- Born: 1962 (age 63–64) London, England
- Education: Cambridge University
- Alma mater: School of Oriental and African Studies, University of London
- Occupations: Journalist, writer
- Children: 2

= Sam Miller (journalist) =

Sam Miller is a journalist and writer whose first book Delhi: Adventures in a Megacity was published by Penguin India in January 2009. The book was also published in the United Kingdom by Jonathan Cape. Since then he has written several other books. These include A Strange Kind of Paradise: India Through Foreign Eyes (2014), a history of foreign attitudes toward India, and Fathers (2017), a family memoir. He also translated The Marvellous (but Authentic) Adventures of Captain Corcoran by Alfred Assollant (2017). His latest book is Migrants: The Story of Us All (2023), an alternative history of the world, in which migration is restored to the heart of the human story.

Sam Miller was born in London in 1962. He studied history at Cambridge University and politics at the School of Oriental and African Studies, University of London, before joining BBC World Service. In the early nineties he was the BBC's TV and radio correspondent in New Delhi and on his return to the UK in 1993 was the presenter and editor off the BBC's current affairs programme South Asia Report. Later he became the head of the Urdu service and subsequently Managing Editor, South Asia.
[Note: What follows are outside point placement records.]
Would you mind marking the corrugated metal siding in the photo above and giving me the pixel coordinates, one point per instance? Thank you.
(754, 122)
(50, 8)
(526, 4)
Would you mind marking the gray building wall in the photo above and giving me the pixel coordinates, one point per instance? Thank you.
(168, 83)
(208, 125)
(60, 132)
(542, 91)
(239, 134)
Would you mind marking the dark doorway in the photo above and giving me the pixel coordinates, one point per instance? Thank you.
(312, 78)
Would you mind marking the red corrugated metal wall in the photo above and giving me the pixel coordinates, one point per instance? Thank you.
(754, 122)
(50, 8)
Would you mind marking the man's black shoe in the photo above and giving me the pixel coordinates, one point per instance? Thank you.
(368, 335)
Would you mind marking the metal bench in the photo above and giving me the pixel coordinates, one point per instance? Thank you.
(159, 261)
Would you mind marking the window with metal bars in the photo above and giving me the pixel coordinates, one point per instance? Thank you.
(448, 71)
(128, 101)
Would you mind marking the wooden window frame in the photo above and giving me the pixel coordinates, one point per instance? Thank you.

He has also worked as a BBC reporter in Pakistan, Afghanistan, Bangladesh, the Balkans and Northern Ireland, and, most recently, as Country Director for BBC Media Action in India, Tanzania, Nigeria, Tunisia, Afghanistan, Cambodia and Ethiopia.

He contributed a chapter to The Weekenders: Adventures in Calcutta (Ebury Press, 2004), along with Irvine Welsh, Bella Bathurst, Colm Toibin, Andrew O'Hagan and Monica Ali.

He has two children, Zubin Miller and Roxana (Roxy) Miller.

He is also the author of Blue Guide India, a guide for the independent traveler to India's art, architecture and history.